Advanced short-runway airliners and large commercial tiltrotors could boost the capacity of the U.S. air transport system without impacting conventional aircraft operations, once the FAA’s NextGen airspace system is fully implemented.

That’s the conclusion of a NASA-funded study into the integration of advanced vehicles into NextGen completed by air-traffic management specialist Sensis. A team led by Raytheon has completed a similar 18-month study.

NASA asked the two teams to study the impact on capacity, delays, the environment and safety of introducing five classes of advanced aircraft into the NextGen airspace system: 737-sized cruise-efficient short-takeoff-and-landing (CESTOL) airliners, 100-passenger tiltrotors, unmanned aircraft, very light jets (VLJ) and supersonic transports.

The modeling and simulation studies showed CESTOL and tiltrotor aircraft would be big beneficiaries of NextGen, says Matt Burke, director of strategic initiatives for advanced development at Sensis.

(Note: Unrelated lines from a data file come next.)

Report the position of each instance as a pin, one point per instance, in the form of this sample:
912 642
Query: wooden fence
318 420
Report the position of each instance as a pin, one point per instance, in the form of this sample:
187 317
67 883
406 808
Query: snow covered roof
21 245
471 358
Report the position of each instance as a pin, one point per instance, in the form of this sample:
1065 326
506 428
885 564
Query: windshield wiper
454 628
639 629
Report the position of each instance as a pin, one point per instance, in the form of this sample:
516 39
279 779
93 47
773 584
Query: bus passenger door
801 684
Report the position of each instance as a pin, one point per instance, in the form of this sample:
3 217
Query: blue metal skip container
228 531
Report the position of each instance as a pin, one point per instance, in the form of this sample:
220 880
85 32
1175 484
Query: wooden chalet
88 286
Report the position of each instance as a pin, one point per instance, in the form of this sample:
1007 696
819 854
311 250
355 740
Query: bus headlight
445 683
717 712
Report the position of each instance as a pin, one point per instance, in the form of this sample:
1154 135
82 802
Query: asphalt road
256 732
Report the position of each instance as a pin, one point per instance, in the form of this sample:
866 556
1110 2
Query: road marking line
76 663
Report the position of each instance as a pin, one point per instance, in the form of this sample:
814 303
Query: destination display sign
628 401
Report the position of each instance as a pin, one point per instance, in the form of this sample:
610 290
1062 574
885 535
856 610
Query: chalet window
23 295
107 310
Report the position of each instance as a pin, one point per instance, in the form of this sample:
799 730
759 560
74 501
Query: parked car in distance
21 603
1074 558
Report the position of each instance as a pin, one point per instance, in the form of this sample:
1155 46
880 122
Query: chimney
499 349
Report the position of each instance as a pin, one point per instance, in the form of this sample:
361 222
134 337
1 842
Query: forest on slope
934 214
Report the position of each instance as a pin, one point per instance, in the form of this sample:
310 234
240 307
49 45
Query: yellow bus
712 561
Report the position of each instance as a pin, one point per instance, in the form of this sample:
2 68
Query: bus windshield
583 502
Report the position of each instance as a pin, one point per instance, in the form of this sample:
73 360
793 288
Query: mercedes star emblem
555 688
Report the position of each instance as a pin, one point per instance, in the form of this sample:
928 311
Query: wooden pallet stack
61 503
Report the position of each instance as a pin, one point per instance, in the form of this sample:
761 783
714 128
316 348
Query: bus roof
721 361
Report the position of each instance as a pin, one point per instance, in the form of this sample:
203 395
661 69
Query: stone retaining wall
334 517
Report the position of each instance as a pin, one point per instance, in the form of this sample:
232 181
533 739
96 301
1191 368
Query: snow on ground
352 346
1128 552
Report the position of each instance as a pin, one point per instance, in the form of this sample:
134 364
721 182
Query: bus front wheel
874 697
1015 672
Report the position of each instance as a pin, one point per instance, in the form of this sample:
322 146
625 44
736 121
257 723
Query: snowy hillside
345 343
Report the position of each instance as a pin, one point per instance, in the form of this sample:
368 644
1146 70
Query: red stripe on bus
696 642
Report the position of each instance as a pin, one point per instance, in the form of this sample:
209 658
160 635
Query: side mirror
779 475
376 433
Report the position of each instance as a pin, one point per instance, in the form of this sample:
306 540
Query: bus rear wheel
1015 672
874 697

This is because of NextGen’s ability to manage multiple independent, deconflicted approaches to an airport, he says.

Previous efforts to integrate STOL aircraft and rotorcraft into commercial operations at major airports have foundered on the current airspace system’s inability to accommodate their steeper glideslopes and slower approaches without impacting operations by conventional aircraft, he says. When fully implemented, NextGen would automate the process.

Within NextGen, the Sensis study found, CESTOL and tiltrotor aircraft could add significant capacity by serving underused airports and runways in dense metroplex areas, flying arrivals and departures that are procedurally separate from conventional traffic routes. There are several airports in the New York and Washington areas, Burke says, with enough room for large helipads able to accommodate tiltrotors.

Cautioning that the results depended on the assumptions made, Burke says the study showed little impact from VLJ operations on capacity and delays at major airports. But the study assumed the VLJs would operate into nearby regional and smaller airports, he says. Similarly, the UAV business model chosen by the team was a FedEx-style hub-and-spoke cargo operation flown by Cessna Caravan-sized unmanned aircraft and serving smaller airfields, so avoiding any impact on major airports.

Burke says the NASA study was intended to highlight any gaps in NextGen planning that could preclude the introduction of advanced vehicles at some time in the future. “We found some holes in the [NextGen] Joint Planning and Development Office’s concept of operations, but no constraints – nothing that could stop one of the vehicles operating.”